Pourtant, si Choeng Ek est naturellement un site horrible en soi, où le tragique a eu sa part belle, j’y ai curieusement senti un certain apaisement d’esprit. Il est vrai que le site est agréable : deux hectares de campagne où la nature a repris ses droits, sorte d’hymne à la vie. Autant je n’avais pas tellement aimé Tuol Sleng (dit aussi S-21), l’ancienne école au centre de Phnom Penh, reconvertie une première fois en prison par les Khmers Rouges, et une seconde fois en musée par les Vietnamiens, autant j’ai aimé Choeng Ek. Pour le premier, où les pires barbaries ont également été commises et aujourd’hui dans un état de délabrement tel qu'une interdiction d’accès se justifierait presque, point de vie : le glauque y a remplacé la mort, nous enfermant au passage dans l’asthénie qui semble décidément propre à la nature humaine. Pour le second, visité par une belle journée ensoleillée, la végétation luxuriante, au moins, laisse une place à l’espérance.
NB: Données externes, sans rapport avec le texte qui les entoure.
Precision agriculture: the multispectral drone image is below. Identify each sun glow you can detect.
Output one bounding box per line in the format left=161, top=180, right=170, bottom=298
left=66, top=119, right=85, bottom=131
J’y ai vu la fleur qui pousse au milieu du charnier.

Tuol Sleng : règlement intérieur.



Une salle à Tuol Sleng au temps des Khmers Rouges.



Un lit à Tuol Sleng.
- Avant :



- Après :



Les âmes innocentes (photos affichées à Tuol Sleng)







Martyre n°19



Martyr n°50



Martyre n°73



Martyr n°78



Martyre n°85



Martyr n°152



Martyr n°374



Martyr n°399



Martyre n°408



Martyr n°438



Retour pour le déjeuner à la maison des coopérants où Philibert et Antoine s’activent aux fourneaux. Et nous de mettre la main à la pâte puis les pieds sous la table. Après le déjeuner, détour à l’Internet café d’à-côté du Palais royal, en front de Tonlé Sap, et d’où je vous ai envoyé ma dernière chronique. Le soir, petit tour au Burger King local, avant un film bien beauf à la maison. Une petite causerie, et au dodo : la messe est à 9h demain matin. Messe dans la toute nouvelle église paroissiale, encore en travaux d’ailleurs, et qui sera consacrée le 6 janvier par le Cardinal Martino, Président du Conseil pontifical Justice et Paix. Après le passage à la tondeuse de ma tignasse et un déjeuner bien sympathique chez Rémi et Marie, deux coopérants mariés de l’été dernier et arrivés récemment, il est temps de repartir dans nos provinces respectives et ainsi d’achever un week-end phnom penhois une fois de plus excellent.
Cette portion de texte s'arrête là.